Rewind to last spring and these were the exact thoughts I was trying to make sense of. The exact thoughts I was so terrified of that, for months, I couldn’t bear to say them out loud, not even to my closest of confidants in the drunkest conditions. Thoughts I only allowed to creep into the corners of my consciousness in the darkest hours of the many nights where I would lay away for hours listening to D*’s rhythmic breathing. I was so confused about what these thoughts meant; if they were temporary, if I could get them to go away and what it meant if they never did go away. I was so lost and my mind such a whirlwind, I could have never strung together a cohesive thought about this, let alone something as articulate as this article.
Nonetheless, even after all this time, it’s comforting to finally find the words to explain what was going on in my head, as these words may as well have been legitimately lifted directly from my brain a little over a year ago.

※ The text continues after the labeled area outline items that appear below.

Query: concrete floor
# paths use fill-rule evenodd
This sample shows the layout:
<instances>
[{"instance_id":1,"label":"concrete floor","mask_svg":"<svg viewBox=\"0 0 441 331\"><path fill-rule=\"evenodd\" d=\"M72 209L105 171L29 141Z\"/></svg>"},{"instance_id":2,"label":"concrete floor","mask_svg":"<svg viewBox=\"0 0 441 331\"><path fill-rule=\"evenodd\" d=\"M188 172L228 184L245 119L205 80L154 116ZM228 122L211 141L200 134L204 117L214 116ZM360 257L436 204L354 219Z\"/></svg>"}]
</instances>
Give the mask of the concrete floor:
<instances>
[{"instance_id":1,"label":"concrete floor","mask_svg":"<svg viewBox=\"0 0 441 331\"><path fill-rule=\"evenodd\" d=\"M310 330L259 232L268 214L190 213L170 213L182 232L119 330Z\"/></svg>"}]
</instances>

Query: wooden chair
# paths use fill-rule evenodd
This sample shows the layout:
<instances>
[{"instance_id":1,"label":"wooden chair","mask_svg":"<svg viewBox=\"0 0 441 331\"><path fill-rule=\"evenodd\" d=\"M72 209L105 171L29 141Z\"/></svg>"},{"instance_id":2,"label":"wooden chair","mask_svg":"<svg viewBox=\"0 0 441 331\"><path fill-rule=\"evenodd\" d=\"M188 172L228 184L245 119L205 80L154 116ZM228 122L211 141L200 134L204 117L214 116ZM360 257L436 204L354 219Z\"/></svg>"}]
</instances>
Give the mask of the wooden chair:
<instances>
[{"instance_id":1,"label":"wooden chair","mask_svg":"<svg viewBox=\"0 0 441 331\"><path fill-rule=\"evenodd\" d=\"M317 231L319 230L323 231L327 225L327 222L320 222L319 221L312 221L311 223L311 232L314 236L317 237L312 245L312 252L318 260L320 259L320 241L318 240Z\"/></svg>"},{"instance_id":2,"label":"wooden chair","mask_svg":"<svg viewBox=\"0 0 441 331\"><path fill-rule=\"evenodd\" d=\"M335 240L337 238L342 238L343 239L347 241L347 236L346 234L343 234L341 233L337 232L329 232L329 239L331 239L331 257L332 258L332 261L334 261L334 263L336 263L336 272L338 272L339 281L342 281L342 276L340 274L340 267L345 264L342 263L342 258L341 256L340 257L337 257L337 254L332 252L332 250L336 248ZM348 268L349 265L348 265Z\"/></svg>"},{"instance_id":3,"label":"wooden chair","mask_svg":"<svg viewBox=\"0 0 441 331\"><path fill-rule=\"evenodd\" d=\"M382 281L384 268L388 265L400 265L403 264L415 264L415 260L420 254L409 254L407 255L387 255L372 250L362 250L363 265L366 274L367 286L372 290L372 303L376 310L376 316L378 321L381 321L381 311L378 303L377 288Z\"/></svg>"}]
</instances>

It’s even more ironic that this popped up on our anniversary, especially considering that, while a year ago, I had moved out about a month prior to today, the final conversation that put the proverbial nail in the coffin was had today, on our wedding anniversary. It went a little something like this (thank you Gchat for unbeknownst to me, saving all conversations, ever):
D*: I feel like I should talk to you today, but I’m note entirely sure what to say
Me: I know, me too
D*: I was just curious if you had made up your mind already, because all your messages have been clearly, “friend, friend, friend, friend”
Me: I do still feel like we are just friends. I feel like we always have been. But that doesn’t mean I don’t love you.
D*: That statement right there says it all, which is the decision I was waiting for.
Me: But there is more to my decision than that. I need to decide if I can give up my entire life, give up my life with you and all we have together.
D*: No, the decision isn’t if you can give up your entire life, the decision is you can love me more than a friend. If the answer is no then the rest goes away. It’s not one or the other.
Me: I can’t help how i feel…
D*: So the answer is no, you don’t love me more than a friend. Am i understanding that correctly?
Me: I guess…yes, I’m sorry
D*: Then that settles a lot
End of conversation. And that was the last civilized, real, conversation we have had. On our one-year wedding anniversary. Over Gchat. While at work. One year ago today.
Perhaps if I had had this article, it would have been easier to just hand it to him. Hell, it would have been easier to hand to other people who’s mouths dropped when I told them I had moved out or we were breaking up. Especially since in my overwhelm of emotions I had little to no explanations to offer as I was just as confused as ever and was still reeling from the shock that I finally spit out the words I thought that I never could admit to: “I don’t want this life anymore. I want more. I want real love, not just a best friend. I want to feel, not be numb.”
This anonymous author sums it up so well:
“You took me. I don’t know when and how it happened. You took me and you lost me, so now I’m an empty shell, a shadow of a person I used to be. You took me, but now I want me back. So I’ll tell you tonight. I’ll watch you take off the ring I once put on your finger, probably I’ll cry. We’ll do the paperwork. You’ll move out. I will never see you again. It will take long months of emptiness and loneliness, but I will find myself.“
And the thing that people don’t understand-that I don’t think he still doesn’t understand-is the poignant last line of this article is exactly the point of why I did what I did and my only hope for the future: “We’ll be better people without each other.”
Happy Anniversary D* wherever you are. After all the tears, yelling, lawyers, words left unsaid, misunderstood gossip and heartbreak, a piece of me will always miss you and love you. But I know we are both going to be better, happier, people because of this.